Trevor Burns

Personal information
- Full name: Trevor Burns
- Date of birth: September 15, 2001 (age 25)
- Place of birth: Kansas City, Missouri, United States
- Height: 5 ft 8 in (1.73 m)
- Position: Midfielder

Team information
- Current team: Sporting Kansas City II
- Number: 47

Youth career
- 2013–2020: New England Revolution

College career
- Years: Team / Apps / (Gls)
- 2020–2023: Georgetown Hoyas / 45 / (0)
- 2024–2025: Duke Blue Devils / 35 / (2)

Senior career*
- Years: Team / Apps / (Gls)
- 2020: New England Revolution II / 2 / (0)
- 2026–: Sporting Kansas City II / 0 / (0)

= Trevor Burns =

American soccer player (born 2001)

Trevor Burns (born September 15, 2001) is an American professional soccer player who plays as a midfielder for Sporting Kansas City II in the MLS Next Pro.

==Career==
===Youth===
Burns spent seven years with the New England Revolution academy. He made an appearance for the club's USL League One side, New England Revolution II, on July 25, 2020, appearing as a 70th-minute substitute during a 0–0 draw with Union Omaha.

===College===
Burns committed to play college soccer at Georgetown University in 2020. During his three seasons with the Hoyas, he made 45 appearances. In 2024, Trevor transferred to Duke University to finish his collegiate career with the Duke Blue Devils.
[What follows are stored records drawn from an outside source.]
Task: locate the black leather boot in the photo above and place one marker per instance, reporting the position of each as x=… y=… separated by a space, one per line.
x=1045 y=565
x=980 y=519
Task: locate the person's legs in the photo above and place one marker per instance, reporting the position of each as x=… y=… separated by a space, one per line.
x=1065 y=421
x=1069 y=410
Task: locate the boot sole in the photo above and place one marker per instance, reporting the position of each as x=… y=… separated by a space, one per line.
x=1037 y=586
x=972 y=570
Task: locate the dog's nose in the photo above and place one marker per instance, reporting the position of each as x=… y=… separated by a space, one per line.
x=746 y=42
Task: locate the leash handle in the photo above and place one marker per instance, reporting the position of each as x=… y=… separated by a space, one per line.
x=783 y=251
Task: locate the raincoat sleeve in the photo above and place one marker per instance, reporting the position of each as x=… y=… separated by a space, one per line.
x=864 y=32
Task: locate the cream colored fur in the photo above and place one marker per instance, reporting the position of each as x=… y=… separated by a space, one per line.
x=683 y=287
In two season at Duke, he made 36 appearances, scoring 2 goals.

==Personal life==
Trevor is the son of former professional soccer player Mike Burns, who played for Viborg FF, New England Revolution, San Jose Earthquakes, Kansas City Wizards, and earned 75 caps for the United States national team between 1992 and 1998. Mike Burns was also General Manager for New England between 2011 and 2019, and served as Sporting Director of Sporting Kansas City from 2024 to 2026.